Brazil welcomed the BYD electric vehicle operation because the intent was to provide manufacturing jobs for Brazilians. The intent was not to bring in foreign labor, and certainly not to import slaves. Perhaps because Brazil was the last country in the Americas to abolish slavery (in 1888) it is very sensitive to those trying to find a workaround to bring it back. When word of slavery being used at the factory filtered up, the government investigated. It found hungry Chinese nationals living in squalor, and working all-day, seven days a week.
Chinese men were inhabiting practically every square inch. Most slept without mattresses. Trash lay everywhere. Food was stored on the ground. In one of the buildings, 31 laborers shared a single bathroom; it was coated with an “excess of sludge,” government inspectors reported. This went far beyond labor violations, the inspectors concluded. The workers enlisted by BYD to build its keystone factory in the Americas had been forced, they wrote, into conditions that recalled slavery.

Work will make you free

Much like sex traffickers luring girls into prostitution with promises of a modeling career, BYD and its subcontractors lured poor Chinese men into slavery by promising them a high-paying, overseas job. Once in Brazil, their passports were confiscated, and the promised pay was withheld. Armed security patrolled their sleeping spaces to ensure they couldn’t escape.

As is often the case with modern-day slavery, there are layers of contractors and sub-contractors to muddy the issue of whom the slaves work for, and who is accountable.

But instead, BYD turned to a Rolodex of Chinese construction firms. The list included its longtime business partner, Jinjiang Construction Group, which BYD had hired more than a dozen times since 2017 to help build electric car plants, renewable battery factories and BYD monorails in dozens of locations across China, according to statements from both companies and Chinese state media.

Laborers in China have sued Jinjiang repeatedly, court records show, alleging unsafe working conditions and unpaid wages. Many have lost, not because they couldn’t produce evidence — but because they couldn’t prove they worked for Jinjiang.
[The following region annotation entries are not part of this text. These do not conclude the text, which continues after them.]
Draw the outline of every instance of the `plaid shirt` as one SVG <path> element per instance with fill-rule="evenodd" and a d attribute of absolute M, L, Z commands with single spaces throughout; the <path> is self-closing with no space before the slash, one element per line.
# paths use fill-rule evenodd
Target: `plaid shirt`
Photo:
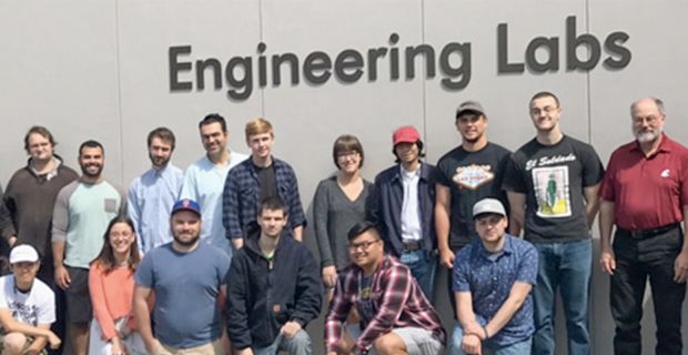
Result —
<path fill-rule="evenodd" d="M 294 170 L 287 163 L 274 159 L 277 195 L 286 205 L 289 226 L 305 226 L 306 220 L 299 196 L 299 183 Z M 222 194 L 222 224 L 226 237 L 244 237 L 251 222 L 255 221 L 261 203 L 261 186 L 251 158 L 232 168 L 224 182 Z"/>
<path fill-rule="evenodd" d="M 352 306 L 360 306 L 362 270 L 350 265 L 338 275 L 334 297 L 325 320 L 325 345 L 334 351 L 342 336 L 342 324 Z M 356 341 L 358 352 L 365 353 L 377 337 L 401 327 L 428 329 L 442 343 L 446 335 L 439 316 L 425 298 L 423 291 L 406 265 L 385 255 L 373 274 L 371 297 L 375 316 L 370 320 Z M 361 312 L 361 311 L 360 311 Z"/>

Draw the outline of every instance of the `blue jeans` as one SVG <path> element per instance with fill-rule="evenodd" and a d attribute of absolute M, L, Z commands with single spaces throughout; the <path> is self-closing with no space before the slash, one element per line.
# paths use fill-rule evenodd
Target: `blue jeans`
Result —
<path fill-rule="evenodd" d="M 411 274 L 416 278 L 425 297 L 433 302 L 435 288 L 435 271 L 437 270 L 437 256 L 426 251 L 405 252 L 399 257 L 404 265 L 408 266 Z"/>
<path fill-rule="evenodd" d="M 452 341 L 449 342 L 449 355 L 466 355 L 461 348 L 461 343 L 464 339 L 464 329 L 461 325 L 454 325 L 454 332 L 452 332 Z M 518 343 L 509 345 L 496 345 L 492 344 L 489 339 L 483 342 L 482 351 L 483 355 L 524 355 L 530 353 L 532 339 L 520 341 Z"/>
<path fill-rule="evenodd" d="M 292 338 L 287 338 L 280 334 L 270 346 L 253 348 L 254 355 L 276 355 L 279 352 L 286 352 L 290 355 L 313 354 L 311 337 L 308 336 L 308 333 L 306 333 L 304 329 L 301 329 Z"/>
<path fill-rule="evenodd" d="M 568 354 L 590 354 L 588 307 L 593 273 L 593 241 L 534 243 L 539 254 L 535 306 L 534 355 L 554 355 L 556 295 L 560 288 L 568 334 Z"/>

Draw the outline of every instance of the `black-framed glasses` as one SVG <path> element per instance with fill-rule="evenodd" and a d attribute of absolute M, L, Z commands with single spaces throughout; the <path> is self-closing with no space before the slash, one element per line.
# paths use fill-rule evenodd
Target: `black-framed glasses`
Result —
<path fill-rule="evenodd" d="M 352 251 L 352 252 L 356 251 L 358 248 L 361 248 L 362 251 L 365 252 L 365 251 L 367 251 L 371 247 L 371 245 L 373 245 L 373 244 L 375 244 L 375 243 L 377 243 L 380 241 L 381 240 L 360 242 L 360 243 L 350 243 L 347 246 L 348 246 L 348 250 Z"/>

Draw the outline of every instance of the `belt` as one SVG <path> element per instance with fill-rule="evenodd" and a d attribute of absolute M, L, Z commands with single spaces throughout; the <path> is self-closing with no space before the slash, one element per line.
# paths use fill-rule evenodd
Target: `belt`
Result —
<path fill-rule="evenodd" d="M 619 232 L 625 233 L 626 235 L 630 236 L 634 240 L 647 240 L 647 239 L 674 231 L 678 227 L 680 227 L 680 223 L 671 223 L 665 226 L 660 226 L 658 229 L 643 230 L 643 231 L 630 231 L 630 230 L 619 229 Z"/>
<path fill-rule="evenodd" d="M 415 252 L 423 248 L 423 244 L 416 241 L 404 242 L 404 252 Z"/>

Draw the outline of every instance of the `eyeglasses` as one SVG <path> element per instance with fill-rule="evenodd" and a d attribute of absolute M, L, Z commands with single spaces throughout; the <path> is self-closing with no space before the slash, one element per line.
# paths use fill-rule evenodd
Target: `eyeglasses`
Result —
<path fill-rule="evenodd" d="M 356 151 L 344 152 L 344 153 L 337 154 L 337 159 L 345 160 L 345 159 L 350 159 L 350 158 L 357 158 L 358 155 L 360 155 L 360 153 L 356 152 Z"/>
<path fill-rule="evenodd" d="M 637 125 L 641 125 L 644 123 L 652 125 L 652 124 L 657 123 L 657 121 L 659 121 L 659 118 L 655 116 L 655 115 L 648 115 L 646 118 L 636 116 L 636 118 L 633 119 L 633 123 L 637 124 Z"/>
<path fill-rule="evenodd" d="M 132 236 L 132 235 L 133 235 L 132 232 L 110 232 L 110 236 L 112 236 L 112 237 L 118 237 L 118 236 L 129 237 L 129 236 Z"/>
<path fill-rule="evenodd" d="M 544 106 L 543 109 L 540 109 L 540 108 L 534 108 L 534 109 L 530 109 L 530 114 L 533 114 L 533 115 L 538 115 L 538 114 L 540 114 L 542 112 L 545 112 L 545 113 L 552 113 L 552 112 L 556 111 L 557 109 L 558 109 L 558 108 L 555 108 L 555 106 L 549 106 L 549 105 Z"/>
<path fill-rule="evenodd" d="M 375 243 L 377 243 L 380 241 L 381 240 L 374 240 L 374 241 L 367 241 L 367 242 L 361 242 L 361 243 L 351 243 L 351 244 L 348 244 L 348 250 L 351 252 L 354 252 L 354 251 L 361 248 L 362 251 L 365 252 L 365 251 L 367 251 L 371 247 L 371 245 L 373 245 L 373 244 L 375 244 Z"/>

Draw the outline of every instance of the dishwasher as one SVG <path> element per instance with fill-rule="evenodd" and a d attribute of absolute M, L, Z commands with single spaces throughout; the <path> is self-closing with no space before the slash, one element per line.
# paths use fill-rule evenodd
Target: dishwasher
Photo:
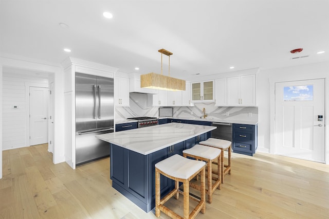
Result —
<path fill-rule="evenodd" d="M 232 142 L 232 123 L 212 122 L 211 125 L 217 129 L 211 131 L 211 137 Z"/>

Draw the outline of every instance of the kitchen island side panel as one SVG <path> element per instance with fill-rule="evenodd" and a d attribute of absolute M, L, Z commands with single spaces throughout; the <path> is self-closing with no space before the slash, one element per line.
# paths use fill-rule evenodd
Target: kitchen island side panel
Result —
<path fill-rule="evenodd" d="M 112 187 L 143 210 L 149 212 L 155 206 L 155 163 L 174 154 L 182 155 L 187 142 L 190 145 L 194 145 L 198 138 L 204 138 L 207 133 L 201 136 L 203 136 L 193 137 L 146 155 L 111 144 Z M 160 180 L 162 197 L 174 189 L 175 183 L 162 175 Z"/>

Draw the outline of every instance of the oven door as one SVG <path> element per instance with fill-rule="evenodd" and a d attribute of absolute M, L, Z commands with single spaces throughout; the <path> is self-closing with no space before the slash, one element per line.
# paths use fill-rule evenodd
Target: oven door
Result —
<path fill-rule="evenodd" d="M 217 129 L 211 131 L 212 138 L 232 142 L 232 123 L 213 122 L 211 125 L 217 127 Z"/>

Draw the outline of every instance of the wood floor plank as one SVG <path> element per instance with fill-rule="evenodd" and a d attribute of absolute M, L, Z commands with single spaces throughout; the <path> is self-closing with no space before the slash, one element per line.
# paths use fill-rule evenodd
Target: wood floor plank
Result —
<path fill-rule="evenodd" d="M 47 149 L 3 151 L 0 218 L 157 218 L 112 187 L 109 158 L 72 170 L 65 162 L 54 165 Z M 258 152 L 233 153 L 231 161 L 231 174 L 196 218 L 328 218 L 328 165 Z M 181 211 L 182 196 L 166 205 Z"/>

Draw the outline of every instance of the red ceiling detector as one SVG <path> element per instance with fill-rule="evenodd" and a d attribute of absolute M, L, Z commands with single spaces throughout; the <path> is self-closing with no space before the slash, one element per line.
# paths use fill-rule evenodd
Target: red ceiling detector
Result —
<path fill-rule="evenodd" d="M 298 53 L 298 52 L 300 52 L 302 51 L 303 51 L 303 48 L 300 48 L 299 49 L 293 49 L 290 52 L 291 53 Z"/>

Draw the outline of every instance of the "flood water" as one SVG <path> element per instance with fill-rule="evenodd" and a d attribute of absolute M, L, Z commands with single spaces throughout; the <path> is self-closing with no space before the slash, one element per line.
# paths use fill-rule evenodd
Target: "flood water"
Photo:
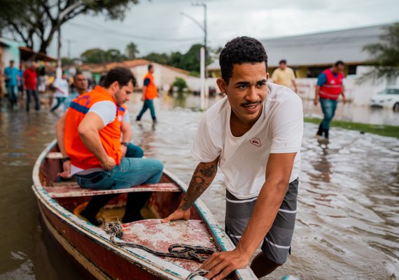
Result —
<path fill-rule="evenodd" d="M 134 94 L 127 104 L 132 142 L 188 183 L 197 164 L 190 150 L 203 115 L 191 109 L 199 99 L 157 100 L 158 123 L 153 126 L 149 113 L 141 123 L 133 121 L 139 97 Z M 55 138 L 61 113 L 0 107 L 0 279 L 78 279 L 42 227 L 31 188 L 33 165 Z M 318 142 L 316 130 L 304 125 L 292 255 L 265 279 L 399 278 L 399 141 L 332 128 L 327 144 Z M 202 196 L 222 225 L 224 194 L 218 174 Z"/>

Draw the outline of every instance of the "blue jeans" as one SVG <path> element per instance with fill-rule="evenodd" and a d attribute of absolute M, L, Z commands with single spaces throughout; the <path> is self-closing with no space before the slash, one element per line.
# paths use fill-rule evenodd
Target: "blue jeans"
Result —
<path fill-rule="evenodd" d="M 34 97 L 36 111 L 40 110 L 40 102 L 38 100 L 38 96 L 36 90 L 29 90 L 27 89 L 27 112 L 29 111 L 29 106 L 31 103 L 31 95 Z"/>
<path fill-rule="evenodd" d="M 54 107 L 51 108 L 51 111 L 55 111 L 58 107 L 61 106 L 62 104 L 64 103 L 66 97 L 55 97 L 57 98 L 57 104 Z"/>
<path fill-rule="evenodd" d="M 320 105 L 321 111 L 324 114 L 324 118 L 321 122 L 321 127 L 324 130 L 330 130 L 330 124 L 337 109 L 337 100 L 327 99 L 324 98 L 320 99 Z"/>
<path fill-rule="evenodd" d="M 126 155 L 125 155 L 126 158 L 143 158 L 144 155 L 144 152 L 141 148 L 129 143 Z"/>
<path fill-rule="evenodd" d="M 137 120 L 140 120 L 143 114 L 146 113 L 147 109 L 150 109 L 151 112 L 151 118 L 153 120 L 155 120 L 157 118 L 155 117 L 155 108 L 154 108 L 154 99 L 146 99 L 144 100 L 144 104 L 143 104 L 143 108 L 141 108 L 141 111 L 137 115 Z"/>
<path fill-rule="evenodd" d="M 88 175 L 76 175 L 76 182 L 83 188 L 117 190 L 132 186 L 155 183 L 162 175 L 163 164 L 151 158 L 122 158 L 119 165 L 110 171 Z"/>
<path fill-rule="evenodd" d="M 11 104 L 17 104 L 18 99 L 18 87 L 15 85 L 7 85 L 7 94 L 8 94 L 8 100 Z"/>

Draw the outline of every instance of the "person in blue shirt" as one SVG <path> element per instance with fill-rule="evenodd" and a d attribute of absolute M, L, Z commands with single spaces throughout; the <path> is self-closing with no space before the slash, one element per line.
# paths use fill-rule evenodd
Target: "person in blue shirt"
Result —
<path fill-rule="evenodd" d="M 74 76 L 74 85 L 76 91 L 69 94 L 64 102 L 64 113 L 66 111 L 72 100 L 88 91 L 88 78 L 83 73 L 77 72 L 75 74 Z"/>
<path fill-rule="evenodd" d="M 22 64 L 20 65 L 20 70 L 18 70 L 18 94 L 21 92 L 20 95 L 20 100 L 24 99 L 24 83 L 22 81 L 22 77 L 24 76 L 24 67 Z"/>
<path fill-rule="evenodd" d="M 10 66 L 4 69 L 6 88 L 11 108 L 17 105 L 18 94 L 18 69 L 14 67 L 14 60 L 10 60 Z"/>

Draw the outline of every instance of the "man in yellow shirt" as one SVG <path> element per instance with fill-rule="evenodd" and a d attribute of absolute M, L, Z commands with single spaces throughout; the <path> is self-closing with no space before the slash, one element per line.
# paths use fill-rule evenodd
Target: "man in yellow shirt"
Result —
<path fill-rule="evenodd" d="M 286 60 L 283 59 L 279 62 L 279 68 L 273 71 L 272 79 L 273 79 L 273 83 L 284 85 L 290 89 L 292 89 L 293 85 L 295 92 L 298 92 L 295 74 L 291 68 L 287 67 Z"/>

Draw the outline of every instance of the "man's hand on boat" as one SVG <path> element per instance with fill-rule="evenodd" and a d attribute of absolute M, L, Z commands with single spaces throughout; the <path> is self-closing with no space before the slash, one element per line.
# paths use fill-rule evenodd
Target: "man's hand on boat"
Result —
<path fill-rule="evenodd" d="M 249 263 L 251 255 L 248 256 L 238 248 L 227 252 L 214 253 L 205 260 L 200 268 L 209 270 L 205 278 L 212 280 L 224 279 L 235 270 L 244 268 Z"/>
<path fill-rule="evenodd" d="M 100 162 L 100 164 L 101 168 L 105 171 L 110 171 L 116 166 L 115 160 L 108 155 Z"/>
<path fill-rule="evenodd" d="M 165 218 L 161 220 L 162 223 L 167 223 L 171 220 L 188 220 L 190 218 L 190 209 L 183 210 L 181 208 L 178 208 L 174 212 L 166 217 Z"/>
<path fill-rule="evenodd" d="M 71 178 L 71 160 L 66 160 L 62 164 L 62 172 L 59 172 L 58 176 L 62 178 Z"/>

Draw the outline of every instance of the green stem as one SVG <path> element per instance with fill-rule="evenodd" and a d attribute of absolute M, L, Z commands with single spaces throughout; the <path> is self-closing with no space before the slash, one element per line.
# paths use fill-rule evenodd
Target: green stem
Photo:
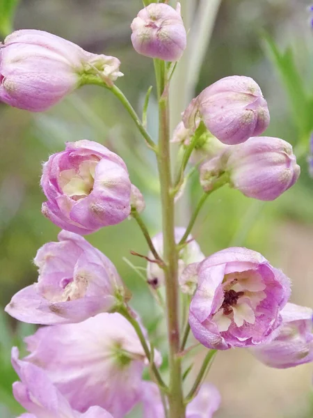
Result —
<path fill-rule="evenodd" d="M 203 379 L 205 378 L 207 373 L 209 371 L 209 368 L 212 364 L 213 359 L 216 353 L 216 350 L 210 350 L 205 356 L 205 358 L 203 360 L 202 365 L 201 366 L 201 369 L 200 369 L 198 376 L 195 378 L 193 386 L 192 387 L 188 395 L 186 396 L 186 405 L 189 403 L 189 402 L 191 402 L 193 398 L 196 396 L 198 390 L 201 384 L 202 383 Z"/>
<path fill-rule="evenodd" d="M 209 196 L 211 194 L 211 192 L 209 193 L 204 193 L 202 196 L 201 197 L 201 199 L 199 201 L 199 203 L 197 205 L 197 207 L 195 208 L 193 215 L 191 215 L 191 218 L 189 221 L 189 224 L 188 224 L 188 226 L 186 229 L 186 232 L 184 234 L 184 236 L 182 237 L 182 238 L 181 239 L 181 240 L 179 241 L 178 245 L 182 245 L 183 244 L 184 244 L 186 240 L 188 238 L 188 235 L 190 234 L 190 233 L 191 232 L 191 229 L 193 227 L 193 225 L 195 224 L 195 220 L 198 217 L 198 215 L 199 215 L 200 211 L 201 210 L 202 207 L 203 206 L 203 205 L 205 203 L 205 201 L 207 200 L 207 199 L 209 197 Z"/>
<path fill-rule="evenodd" d="M 152 253 L 154 258 L 156 260 L 158 260 L 159 261 L 160 261 L 160 263 L 163 264 L 163 261 L 161 258 L 160 256 L 158 254 L 158 252 L 156 250 L 154 245 L 153 245 L 152 240 L 150 238 L 147 228 L 145 226 L 145 222 L 141 219 L 140 215 L 138 214 L 137 210 L 136 210 L 136 209 L 131 209 L 131 215 L 137 222 L 138 225 L 139 226 L 139 228 L 141 229 L 143 236 L 145 237 L 145 240 L 147 241 L 147 244 L 149 248 L 150 249 L 151 252 Z"/>
<path fill-rule="evenodd" d="M 156 60 L 154 60 L 154 62 Z M 177 253 L 175 240 L 174 198 L 171 195 L 168 94 L 165 65 L 155 62 L 159 97 L 159 154 L 158 168 L 162 206 L 163 254 L 166 267 L 164 271 L 166 292 L 166 316 L 169 343 L 170 388 L 168 393 L 169 418 L 184 418 L 185 408 L 182 387 L 179 352 L 179 293 Z"/>
<path fill-rule="evenodd" d="M 189 323 L 187 322 L 187 323 L 186 324 L 186 326 L 185 326 L 185 330 L 184 331 L 183 339 L 182 341 L 182 345 L 180 346 L 181 351 L 184 351 L 184 350 L 186 347 L 186 343 L 187 342 L 188 337 L 189 336 L 189 332 L 190 332 L 190 325 L 189 325 Z"/>
<path fill-rule="evenodd" d="M 153 141 L 153 139 L 145 130 L 145 126 L 141 122 L 139 116 L 136 113 L 136 111 L 134 110 L 134 107 L 130 104 L 127 98 L 125 96 L 123 92 L 121 90 L 120 90 L 118 87 L 117 87 L 114 84 L 112 86 L 109 86 L 104 81 L 102 81 L 99 77 L 92 75 L 88 75 L 86 78 L 83 79 L 81 84 L 95 84 L 97 86 L 100 86 L 101 87 L 104 87 L 105 88 L 107 88 L 108 90 L 111 91 L 113 93 L 113 95 L 120 100 L 120 102 L 122 103 L 122 104 L 124 106 L 126 110 L 128 111 L 131 118 L 136 123 L 136 125 L 137 126 L 140 132 L 145 138 L 148 146 L 156 153 L 157 153 L 157 147 Z"/>
<path fill-rule="evenodd" d="M 197 219 L 198 215 L 199 215 L 199 212 L 201 210 L 202 207 L 204 204 L 207 199 L 209 197 L 209 196 L 210 194 L 211 194 L 213 193 L 213 192 L 215 192 L 216 190 L 217 190 L 218 189 L 219 189 L 220 187 L 221 187 L 222 186 L 225 185 L 227 183 L 227 181 L 228 181 L 227 174 L 227 173 L 222 174 L 222 176 L 220 176 L 220 177 L 216 180 L 214 185 L 213 185 L 213 189 L 211 190 L 210 190 L 209 192 L 207 192 L 207 193 L 204 193 L 202 195 L 202 196 L 200 199 L 200 201 L 197 205 L 197 207 L 195 208 L 193 215 L 191 215 L 191 218 L 189 221 L 189 224 L 187 226 L 187 229 L 186 229 L 186 232 L 184 234 L 184 236 L 182 237 L 182 238 L 178 243 L 178 247 L 179 247 L 179 246 L 183 245 L 185 243 L 185 241 L 187 239 L 189 233 L 191 232 L 191 229 L 193 229 L 193 225 L 195 224 L 195 222 Z"/>
<path fill-rule="evenodd" d="M 112 87 L 110 87 L 109 90 L 111 90 L 111 91 L 114 94 L 114 95 L 116 98 L 118 98 L 118 99 L 120 100 L 120 102 L 122 104 L 122 105 L 124 106 L 124 107 L 128 111 L 128 113 L 129 114 L 130 116 L 131 117 L 131 118 L 133 119 L 133 121 L 135 122 L 135 123 L 136 123 L 137 127 L 138 128 L 140 132 L 141 133 L 141 134 L 143 135 L 143 137 L 146 140 L 147 144 L 149 145 L 149 146 L 150 146 L 150 148 L 152 150 L 154 150 L 154 152 L 156 153 L 157 152 L 157 149 L 156 149 L 156 145 L 155 145 L 154 142 L 153 141 L 153 140 L 151 138 L 150 135 L 147 133 L 147 132 L 145 129 L 145 127 L 143 126 L 143 125 L 141 121 L 140 120 L 138 116 L 136 113 L 135 110 L 134 109 L 134 108 L 131 106 L 131 104 L 129 103 L 127 98 L 125 96 L 125 95 L 123 93 L 123 92 L 121 90 L 120 90 L 120 88 L 118 87 L 117 87 L 116 86 L 113 86 Z"/>
<path fill-rule="evenodd" d="M 122 315 L 124 318 L 125 318 L 128 320 L 128 322 L 133 326 L 141 343 L 141 346 L 143 346 L 145 356 L 148 361 L 150 362 L 150 369 L 152 373 L 152 376 L 154 378 L 154 380 L 159 385 L 159 387 L 161 388 L 161 389 L 166 393 L 168 391 L 168 388 L 164 383 L 159 372 L 159 370 L 153 361 L 153 355 L 150 353 L 149 346 L 147 343 L 147 341 L 145 340 L 145 336 L 143 335 L 140 325 L 138 323 L 136 319 L 129 314 L 129 311 L 125 307 L 123 306 L 120 307 L 118 310 L 118 313 Z"/>
<path fill-rule="evenodd" d="M 207 131 L 207 127 L 205 127 L 204 124 L 202 122 L 200 124 L 200 125 L 198 126 L 198 127 L 197 128 L 197 130 L 195 130 L 193 136 L 192 137 L 190 144 L 188 144 L 187 148 L 185 149 L 185 151 L 184 153 L 184 155 L 183 155 L 183 157 L 182 159 L 181 167 L 180 167 L 179 171 L 177 173 L 176 181 L 174 185 L 174 190 L 173 190 L 174 193 L 175 193 L 177 192 L 176 189 L 182 185 L 182 183 L 184 180 L 184 173 L 186 167 L 187 167 L 189 159 L 190 159 L 191 154 L 197 144 L 197 142 L 198 142 L 199 138 L 206 131 Z"/>

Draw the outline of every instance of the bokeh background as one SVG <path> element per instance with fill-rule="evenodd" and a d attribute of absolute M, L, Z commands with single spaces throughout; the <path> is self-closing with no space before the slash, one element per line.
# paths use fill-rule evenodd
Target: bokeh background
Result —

The use of nebulous subcontractors is common across China’s construction industry, labor advocates say, shielding businesses from accountability.


Jinjiang argued that the situation in Brazil was due to “cultural differences,” and it put out a statement reading, “The claims that Jinjiang’s workers were treated as ‘slaves’ and were ‘rescued’ are completely inconsistent with the facts.”

The same opaque system of “employment” was used by BYD and Jinjiang in Hungary.
“Many workers don’t even know who their legal employer is,” said Li Qiang, founder of the New York-based nonprofit China Labor Watch. His team recently interviewed 50 Jinjiang laborers working on the BYD factory in Hungary. In a letter to local authorities shared with The Post, the organization alleged “clear indicators of forced labor,” including 12-hour workdays and granting rest only when it rained.

Subcontracted slavery is still slavery. All the politicians, free traders, and EV fanboys who are excited about the promise of cheap Chinese EVs taking over the global auto market need to understand that they are active participants in the re-normalization of “the peculiar institution.”

Slavery is clearly not considered a problem in China. It’s policy. Slavery is a fundamental component of the business model for Chinese manufacturing. Those “free traders” who advocate for the use of Chinese manufacturing in the American supply chain are arguing in favor of slavery just as emphatically as John Calhoun or any other southern politician did in the antebellum era.